Surveying the Performance of Various CNN Architectures

We applied transfer learning on four different CNN architectures: ResNet50, VGG16, VGG19, and DenseNet169. All models were pre-loaded with weights. These weights were then frozen and rendered untrainable. Data augmentation was applied for each architecture, as well as various regularization techniques. These include EarlyStopping callbacks, learning rate schedulers, and Dropout layers. Since we froze the default weights, we implemented fully-connected layers with trainable parameters that connect the base model to the output. Because we have 5 classes, our output layer was a Dense layer with activation.


ResNet50 is a CNN architecture that uses residual blocks. The main premise of ResNet, according to its authors, is that “every additional layer should more easily contain the identity function as one of its elements”. To simplify this premise, ResNet learns residual mappings ( f(x)-x ) rather than f(x) alone. Below, we compare the differences between a regular convolutional block and a residual block.

Source: Ch. 7.6

Alex and Shuya trained ResNet50 on 2000 of the 21397 available images. Like I’ve said, this was the maximal number of images that was tolerable to the RAM. Anything higher, and we’d run out. After freezing ResNet50’s base model, they added three base layers with three Dropout layers that connected to the output layer. They trained the model with a batch size of 16 and learning rate of 0.001 for 30 epochs.

Below, we observe that training loss sharply decreases after 2–3 epochs, while the validation loss experiences a less sharp decrease. They continue to minimally fluctuate around 1.25 throughout the 30 epochs. Interestingly, we observe a slight decrease in both training and validation accuracy before they both rebound and flatten. In fact, the validation accuracy remains identical at an accuracy of 0.6 from epochs 3 to 30, whereas the training accuracy makes incredibly miniscule fluctuations. This behavior is bizarre; however, this is what we commonly see in our training processes. We’ll dig deeper into the causes of this in a bit.

ResNet50 loss/accuracy history

Kevin trained ResNet50 using the same output architecture as Shuya and Alex and received similarly bizarre results. This time, the training accuracy appears to fluctuate around the validation accuracy.

Kevin’s ResNet50 loss/accuracy history


Next, we trained both VGG16 and VGG19, which are variants of the VGG architecture invented by the Visual Geometry Group at Oxford University. Predecessors of VGGNet trained a large sequential chain of neural network components, including a convolutional layer, a nonlinearity, and a pooling. VGGNet refactored these basic elements into blocks and pioneered the transition from training individual neurons to training entire blocks.

Shuya and Alex trained both VGG16 and VGG19 with a learning rate of 0.001 and batch size of 16 for 30 epochs. Similarly to ResNet50, they attached three fully-connected layers between the base model and output layers.

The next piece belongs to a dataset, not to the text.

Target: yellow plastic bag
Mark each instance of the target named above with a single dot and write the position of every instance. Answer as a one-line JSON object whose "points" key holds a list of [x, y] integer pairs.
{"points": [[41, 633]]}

We observe VGG19 to be more numerically stable in training, as opposed to ResNet50. However, we don’t observe much learning in the network. Training accuracy marginally improves, and validation accuracy is largely inconsistent, teetering around 0.61 once again. Both training and validation loss gradually decrease.

Shuya & Alex’s VGG19 loss/accuracy history

My VGG19 showed some unusual behavior. While the training and validation accuracy show healthy, gradual decrease, the training and validation accuracy express peculiar behavior. For one, the training accuracy is almost always lower than the validation accuracy. Second, both the training and validation accuracy started off quite low, around 12%. After 2 epochs, the validation accuracy quickly shot up to 61% and remained at that exact value for the rest of training.

Kevin’s VGG19 loss/accuracy history

Alex and Shuya’s VGG16 expressed more normal behavior than the VGG19 models above. However, we still notice fluctuations that we believe can be smoothened out. This model was actually our best-performing model, with a maximum validation accuracy of 74%.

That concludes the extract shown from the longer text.